Bush's Gentler Approach to Axis of Evil?
July 10, 2006 -- The Bush administration may have called last week's North Korean missile launch "provocative," but six days later all those launches have provoked are administration calls for patience and diplomacy.
"We've had very extensive and intensive diplomacy over this weekend," said Secretary of State Condoleezza Rice, expressing optimism today in a Chinese mission to North Korea.
"I'm a patient person," said U.N. Ambassador John Bolton, while explaining today why he didn't have a problem with the U.N. Security Council delaying a vote to sanction North Korea.
"These problems didn't arise overnight, and they don't get solved overnight," President Bush said Friday.
In both North Korea and Iran -- two of the three countries the president once labeled the Axis of Evil -- the Bush administration is calling for talks and patience instead of its post 9/11 doctrine of pre-emption with respect to nations considered hostile.
During his 2002 State of the Union address Bush said, "Time is not on our side. I will not wait on events while dangers gather."
He was promising to aggressively and urgently prevent hostile countries from gaining weapons of mass destruction, and further emphasized his point during a June 2002 speech at West Point.
"We must take the battle to the enemy, disrupt his plans, and confront the worst threats before they emerge," Bush said.
Lost Doctrine?
Conservatives are responding critically to Bush's diplomatic response to North Korea, which tested seven missiles over the July 4 holiday.
They want more aggressive and creative pressure on both the Asian nation and Iran to cease their nuclear programs.
"The Bush doctrine seems to have gone by the wayside and diplomacy for the sake of diplomacy, talks for the sake of talks, appear to be a hallmark of the new Bush administration," said Danielle Pletka of the American Enterprise Institute.
After the president announced the doctrine of pre-emption, "Everyone looked at him as a newly born serious foreign policy president and I think that president born in the days after 9/11 is largely gone," she said.
In the Weekly Standard, editor William Kristol called the Bush policy on North Korea "Clintonian."
"What was 'unacceptable' to President Bush a week ago [a North Korean missile launch] has been accepted," he wrote.
Former Bush speechwriter David Frum, who helped coin the term "Axis of Evil," said that with North Korea, diplomatic measures such as economic sanctions won't work.
"North Korea has already sanctioned itself, made itself the world's most isolated economy. It's hard to imagine what more economic harm you can do to North Korea beyond what it's inflicted on itself," said Frum.
Oher critics say this proves the Bush doctrine failed.
"The Bush doctrine met the real world and it collapsed. There's no way that you can go around waging preventive war against all of your enemies," said Lawrence Korb, a senior fellow at the Center for American Progress.
Today the White House responded by insisting the Bush doctrine has not changed.
"I think there's a misconception that pre-emption means war. It doesn't," said White House spokesman Tony Snow. "Pre-emption means stopping somebody before they can do you harm. There are diplomatic ways to do that."
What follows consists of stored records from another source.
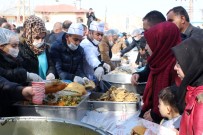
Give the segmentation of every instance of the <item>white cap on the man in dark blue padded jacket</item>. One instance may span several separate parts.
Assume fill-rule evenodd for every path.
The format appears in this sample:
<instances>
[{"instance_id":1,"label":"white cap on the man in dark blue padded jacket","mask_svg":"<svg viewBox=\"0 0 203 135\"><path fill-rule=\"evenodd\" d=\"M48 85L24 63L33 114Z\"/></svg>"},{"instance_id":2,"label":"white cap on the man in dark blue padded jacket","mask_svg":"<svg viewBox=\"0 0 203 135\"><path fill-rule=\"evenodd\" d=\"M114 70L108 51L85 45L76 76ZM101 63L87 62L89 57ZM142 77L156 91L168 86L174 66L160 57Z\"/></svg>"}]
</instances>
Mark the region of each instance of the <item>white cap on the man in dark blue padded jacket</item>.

But references to pre-emptive options throughout the U.S. National Security Strategy, (LINK) essentially the blueprint of the Bush doctrine, use the term almost entirely to refer to military measures.
For example, it states that, "While the United States will constantly strive to enlist the support of the international community, we will not hesitate to act alone, if necessary, to exercise our right of self defense by acting preemptively against such terrorists, to prevent them from doing harm against our people and our country."
While the Bush administration is pursuing diplomacy, Japan has started to talk about pre-emptive attacks, and its right to attack the missile sites in North Korea.